Der Liechtensteiner Germanist Jens Dittmar, Jahrgang 1950, widmet sich, nach jahrzehntelanger Tätigkeit im Kulturbetrieb, seit 2008 eigenen, literarischen Projekten. In seinem neuen Roman „Sterben kann jeder“ verweigert er sich einer zentralen Erzählperspektive und lässt Wirklichkeit in ihre Bestandteile zerfallen.

Schon in seinen beiden letzten Büchern, „Basils Welt“ (2010) und „Als wär’s ein Stück Papier“ (2011) hat Jens Dittmar, der sich als „radikaler Konstruktivist“ versteht, deutlich gemacht, worum es ihm in seinem literarischen Schaffen geht: um Kunst, nicht um die Darstellung von Wirklichkeit, sondern um das Spiel mit Möglichkeiten, um „Anagramme“, selbstreferentielle Zeichen, die ein System bilden ohne über sich hinauszuweisen.
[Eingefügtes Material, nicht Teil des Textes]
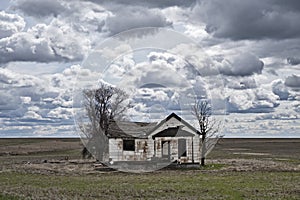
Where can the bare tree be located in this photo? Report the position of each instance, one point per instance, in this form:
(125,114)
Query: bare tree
(101,105)
(208,127)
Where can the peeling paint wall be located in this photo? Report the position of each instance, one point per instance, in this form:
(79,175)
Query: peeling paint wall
(146,149)
(116,152)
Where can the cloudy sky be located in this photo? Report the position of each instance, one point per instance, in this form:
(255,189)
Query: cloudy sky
(244,55)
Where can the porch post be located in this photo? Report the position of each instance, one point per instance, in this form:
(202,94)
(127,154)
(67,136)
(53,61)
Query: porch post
(154,148)
(192,149)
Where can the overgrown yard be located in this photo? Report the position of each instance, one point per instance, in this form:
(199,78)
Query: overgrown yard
(264,172)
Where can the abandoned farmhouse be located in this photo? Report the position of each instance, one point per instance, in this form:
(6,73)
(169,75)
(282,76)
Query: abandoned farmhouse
(171,140)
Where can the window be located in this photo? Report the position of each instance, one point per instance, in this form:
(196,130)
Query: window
(181,148)
(128,145)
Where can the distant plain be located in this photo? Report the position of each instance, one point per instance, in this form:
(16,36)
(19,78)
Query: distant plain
(236,169)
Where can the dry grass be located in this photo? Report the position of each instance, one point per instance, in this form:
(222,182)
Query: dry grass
(237,169)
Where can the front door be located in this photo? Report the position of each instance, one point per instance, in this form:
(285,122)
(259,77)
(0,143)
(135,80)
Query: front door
(181,148)
(165,153)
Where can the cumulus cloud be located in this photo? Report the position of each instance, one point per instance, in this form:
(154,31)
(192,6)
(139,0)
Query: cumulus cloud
(10,24)
(251,19)
(292,81)
(293,60)
(135,17)
(38,8)
(44,43)
(150,4)
(280,89)
(251,101)
(245,64)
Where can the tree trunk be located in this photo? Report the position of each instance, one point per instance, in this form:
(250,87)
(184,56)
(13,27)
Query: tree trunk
(202,161)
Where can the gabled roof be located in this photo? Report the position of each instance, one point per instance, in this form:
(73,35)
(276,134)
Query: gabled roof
(173,115)
(126,129)
(173,132)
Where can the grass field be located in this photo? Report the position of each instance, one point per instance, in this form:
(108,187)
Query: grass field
(236,169)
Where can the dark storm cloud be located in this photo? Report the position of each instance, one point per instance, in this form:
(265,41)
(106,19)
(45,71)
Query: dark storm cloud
(293,61)
(292,81)
(251,19)
(242,65)
(149,4)
(135,17)
(39,8)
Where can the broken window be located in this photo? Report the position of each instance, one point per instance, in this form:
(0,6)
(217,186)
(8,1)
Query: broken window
(128,145)
(181,148)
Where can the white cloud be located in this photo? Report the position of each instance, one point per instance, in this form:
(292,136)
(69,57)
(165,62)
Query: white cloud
(245,64)
(44,43)
(10,24)
(135,17)
(292,81)
(280,89)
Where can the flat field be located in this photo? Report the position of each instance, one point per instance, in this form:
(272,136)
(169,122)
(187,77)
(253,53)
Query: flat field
(236,169)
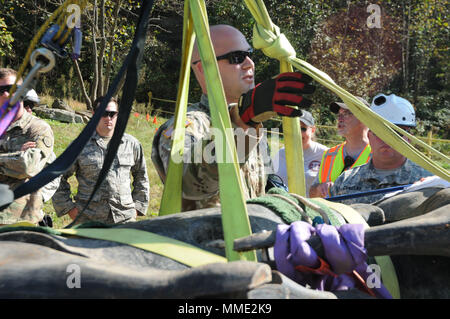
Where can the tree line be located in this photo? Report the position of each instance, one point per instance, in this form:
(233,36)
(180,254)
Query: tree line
(367,47)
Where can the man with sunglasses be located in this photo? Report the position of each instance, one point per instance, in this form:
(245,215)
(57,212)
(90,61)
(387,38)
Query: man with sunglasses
(387,167)
(353,152)
(249,106)
(115,201)
(19,163)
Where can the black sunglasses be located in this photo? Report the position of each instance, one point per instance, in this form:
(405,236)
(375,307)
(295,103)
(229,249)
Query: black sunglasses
(29,104)
(110,114)
(7,88)
(234,57)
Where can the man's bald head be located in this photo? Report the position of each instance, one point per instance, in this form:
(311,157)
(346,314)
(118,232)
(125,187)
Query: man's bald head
(237,78)
(223,37)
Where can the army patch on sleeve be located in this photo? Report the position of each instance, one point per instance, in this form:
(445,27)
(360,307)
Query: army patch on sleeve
(169,131)
(47,141)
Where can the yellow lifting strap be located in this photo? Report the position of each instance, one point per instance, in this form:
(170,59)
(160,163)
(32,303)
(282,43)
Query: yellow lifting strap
(161,245)
(172,194)
(388,273)
(235,219)
(267,36)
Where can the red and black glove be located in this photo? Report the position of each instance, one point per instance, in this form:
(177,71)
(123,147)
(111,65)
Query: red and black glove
(271,97)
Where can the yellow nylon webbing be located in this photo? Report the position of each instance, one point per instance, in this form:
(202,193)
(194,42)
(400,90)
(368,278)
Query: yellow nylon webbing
(388,273)
(274,44)
(165,246)
(171,201)
(162,245)
(235,220)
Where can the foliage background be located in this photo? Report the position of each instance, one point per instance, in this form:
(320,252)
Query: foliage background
(408,55)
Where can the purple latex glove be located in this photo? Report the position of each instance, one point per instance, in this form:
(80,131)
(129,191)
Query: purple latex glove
(344,251)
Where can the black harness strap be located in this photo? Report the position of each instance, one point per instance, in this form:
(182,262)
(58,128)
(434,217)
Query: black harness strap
(68,157)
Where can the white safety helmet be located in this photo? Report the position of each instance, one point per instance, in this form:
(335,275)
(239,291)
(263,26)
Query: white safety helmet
(31,96)
(395,109)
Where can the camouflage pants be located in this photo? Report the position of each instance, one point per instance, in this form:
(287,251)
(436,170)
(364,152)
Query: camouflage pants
(26,208)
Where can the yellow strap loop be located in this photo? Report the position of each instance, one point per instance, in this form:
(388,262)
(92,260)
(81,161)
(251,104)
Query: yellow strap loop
(162,245)
(273,43)
(172,193)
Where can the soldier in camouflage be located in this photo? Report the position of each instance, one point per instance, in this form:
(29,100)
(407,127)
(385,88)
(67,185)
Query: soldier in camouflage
(200,178)
(387,168)
(19,163)
(114,201)
(200,183)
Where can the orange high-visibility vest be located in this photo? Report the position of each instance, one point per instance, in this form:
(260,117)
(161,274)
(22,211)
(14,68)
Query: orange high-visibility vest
(332,163)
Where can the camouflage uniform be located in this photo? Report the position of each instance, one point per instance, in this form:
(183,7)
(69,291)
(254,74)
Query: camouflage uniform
(17,166)
(114,201)
(200,178)
(365,178)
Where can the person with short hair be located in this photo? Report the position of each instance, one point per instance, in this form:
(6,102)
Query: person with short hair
(353,152)
(19,163)
(119,199)
(312,153)
(30,101)
(387,167)
(249,106)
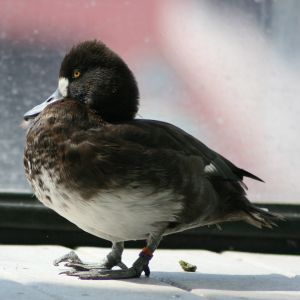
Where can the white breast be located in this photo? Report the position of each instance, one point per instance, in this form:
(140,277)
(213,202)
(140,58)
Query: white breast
(116,215)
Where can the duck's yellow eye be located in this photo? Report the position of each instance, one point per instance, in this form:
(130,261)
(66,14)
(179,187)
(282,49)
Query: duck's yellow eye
(76,74)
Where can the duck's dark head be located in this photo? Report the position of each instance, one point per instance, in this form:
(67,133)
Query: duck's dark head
(96,76)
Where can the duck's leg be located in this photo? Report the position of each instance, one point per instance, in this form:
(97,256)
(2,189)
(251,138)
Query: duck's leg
(138,267)
(114,258)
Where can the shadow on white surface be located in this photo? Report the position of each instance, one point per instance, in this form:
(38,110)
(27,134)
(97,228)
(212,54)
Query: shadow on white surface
(192,281)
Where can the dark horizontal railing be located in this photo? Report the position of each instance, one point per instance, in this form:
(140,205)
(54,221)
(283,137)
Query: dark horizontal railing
(24,220)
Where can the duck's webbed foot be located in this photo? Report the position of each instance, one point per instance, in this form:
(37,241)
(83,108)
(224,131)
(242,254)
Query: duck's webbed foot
(112,259)
(139,266)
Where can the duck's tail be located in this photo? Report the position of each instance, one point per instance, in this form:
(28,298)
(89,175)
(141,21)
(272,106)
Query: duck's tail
(260,217)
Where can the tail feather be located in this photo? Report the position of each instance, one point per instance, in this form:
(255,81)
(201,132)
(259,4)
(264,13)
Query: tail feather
(245,173)
(260,218)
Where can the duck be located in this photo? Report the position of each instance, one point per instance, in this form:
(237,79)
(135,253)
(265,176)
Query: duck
(120,178)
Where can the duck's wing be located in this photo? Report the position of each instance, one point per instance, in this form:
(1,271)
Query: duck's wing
(142,150)
(164,135)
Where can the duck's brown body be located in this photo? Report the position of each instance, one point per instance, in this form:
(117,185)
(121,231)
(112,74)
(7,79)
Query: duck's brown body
(120,178)
(122,181)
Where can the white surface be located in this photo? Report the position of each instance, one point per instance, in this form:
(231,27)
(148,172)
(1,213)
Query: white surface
(26,272)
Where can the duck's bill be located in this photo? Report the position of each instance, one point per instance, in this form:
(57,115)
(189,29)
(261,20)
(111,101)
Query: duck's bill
(56,96)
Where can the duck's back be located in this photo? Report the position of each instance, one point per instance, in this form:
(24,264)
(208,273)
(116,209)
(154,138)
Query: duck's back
(141,169)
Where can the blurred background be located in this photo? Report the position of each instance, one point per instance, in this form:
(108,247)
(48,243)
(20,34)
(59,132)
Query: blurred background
(226,71)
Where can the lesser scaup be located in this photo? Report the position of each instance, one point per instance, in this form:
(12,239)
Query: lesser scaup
(121,178)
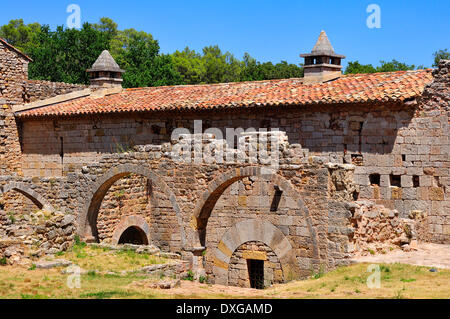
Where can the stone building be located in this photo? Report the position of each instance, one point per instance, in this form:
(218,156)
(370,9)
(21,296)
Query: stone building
(358,157)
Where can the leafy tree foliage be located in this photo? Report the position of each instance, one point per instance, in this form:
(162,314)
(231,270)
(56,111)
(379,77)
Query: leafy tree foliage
(440,55)
(65,54)
(20,35)
(144,66)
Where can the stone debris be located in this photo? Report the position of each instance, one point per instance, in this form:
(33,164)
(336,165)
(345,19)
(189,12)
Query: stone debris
(378,229)
(49,264)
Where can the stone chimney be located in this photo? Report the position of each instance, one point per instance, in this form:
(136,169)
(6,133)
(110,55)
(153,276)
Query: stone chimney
(106,72)
(322,64)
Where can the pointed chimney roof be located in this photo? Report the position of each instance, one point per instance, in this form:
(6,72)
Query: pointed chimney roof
(106,62)
(323,45)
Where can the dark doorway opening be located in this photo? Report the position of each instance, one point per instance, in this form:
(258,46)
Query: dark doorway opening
(276,199)
(256,273)
(133,235)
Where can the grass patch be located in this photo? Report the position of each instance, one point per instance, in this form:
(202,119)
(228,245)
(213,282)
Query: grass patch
(106,294)
(91,257)
(345,282)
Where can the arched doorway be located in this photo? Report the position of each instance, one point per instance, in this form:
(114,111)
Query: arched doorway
(89,216)
(133,235)
(254,265)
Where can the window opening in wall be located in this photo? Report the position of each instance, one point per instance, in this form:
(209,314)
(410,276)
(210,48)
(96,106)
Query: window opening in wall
(276,199)
(256,273)
(416,181)
(357,159)
(374,179)
(395,180)
(133,235)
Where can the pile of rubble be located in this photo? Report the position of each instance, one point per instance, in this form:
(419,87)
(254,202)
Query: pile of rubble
(378,229)
(34,235)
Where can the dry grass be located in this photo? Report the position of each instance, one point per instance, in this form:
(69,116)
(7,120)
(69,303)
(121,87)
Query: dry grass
(102,259)
(397,281)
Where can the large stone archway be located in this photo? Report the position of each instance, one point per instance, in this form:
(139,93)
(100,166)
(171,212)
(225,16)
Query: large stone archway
(131,221)
(217,187)
(28,192)
(297,251)
(253,230)
(87,219)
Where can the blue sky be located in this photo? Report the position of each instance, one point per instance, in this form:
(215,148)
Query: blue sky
(411,30)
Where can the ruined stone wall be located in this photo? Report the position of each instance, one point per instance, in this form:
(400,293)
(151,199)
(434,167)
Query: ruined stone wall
(35,90)
(16,89)
(401,153)
(13,75)
(239,273)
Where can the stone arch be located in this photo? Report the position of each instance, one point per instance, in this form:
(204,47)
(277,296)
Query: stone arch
(131,221)
(87,219)
(248,231)
(28,192)
(217,187)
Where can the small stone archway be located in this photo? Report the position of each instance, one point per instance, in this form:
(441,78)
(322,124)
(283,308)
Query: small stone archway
(253,230)
(28,192)
(87,219)
(126,223)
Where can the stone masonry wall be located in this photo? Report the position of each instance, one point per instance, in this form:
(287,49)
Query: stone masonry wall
(400,152)
(16,89)
(239,274)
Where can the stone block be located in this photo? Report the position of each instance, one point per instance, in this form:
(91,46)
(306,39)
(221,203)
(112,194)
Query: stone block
(256,255)
(436,193)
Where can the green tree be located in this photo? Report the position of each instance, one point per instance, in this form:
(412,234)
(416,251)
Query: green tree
(440,55)
(357,68)
(65,54)
(139,56)
(108,26)
(256,71)
(394,65)
(20,35)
Die Realität ist nur Ausgangspunkt, Rohmaterial.

Fiktion und Realität

Das Erzählgespinst in Dittmars neuem Buch kreist erneut um Balzers, Liechtenstein, als Nabel einer fiktionalen Welt. Wer mit den örtlichen Verhältnissen vertraut ist, wird Bekanntes entdecken; wer den Autor persönlich kennt, wird nach autobiographischen Spuren suchen und fündig werden. Dittmar ist ehrlich genug, die subjektive Quelle seiner Inspiration offenzulegen. Das war’s dann aber auch schon. Die Geschichte beginnt am historischen 24. Juli 2008. Aber „Sterben kann jeder“ ist kein Neuzugang für das sich immer dramatischer biegende Liechtensteinensia-Regal und kein zeithistorischer Roman. Das zentrale Ereignis der Handlung, den Höfle-Brand in Balzers vom 7. Februar 2001, verknüpft Dittmar zeitlich und ursächlich mit dem Brand der hölzernen Rheinbrücke von Balzers nach Trübbach am 11. Oktober 1972. Er betreibt ein virtuoses Vexierspiel mit Versatzstücken von Fiktion und „echter“ Realität, mit Verweisen, Zitaten, Biographien und Perspektiven. „Was ist, wenn der Erzähler sich bewegt?“ lässt er den Literaten Aleph Kraus-Góngora rhetorisch fragen, der immer wieder auftaucht und viel zu Kunst und Literatur von sich gibt, das so oder ähnlich von Dittmar selbst stammen könnte. „Dann gerät die Perspektive ins Trudeln, die Konturen verschwimmen und das Verhältnis von Ursache und Wirkung verkehrt sich ins Gegenteil.“ Die vermeintliche Schlüsselstelle, der Brand mit dem Tod (Unfall oder Mord?) einer der Hauptfiguren, erschließt überhaupt nichts; und auch sonst wird lustvoll verwischt anstatt schnöde geklärt. Der Leser wird durchgehend gefesselt, ohne dass es jemals spannend im herkömmlichen Sinne würde.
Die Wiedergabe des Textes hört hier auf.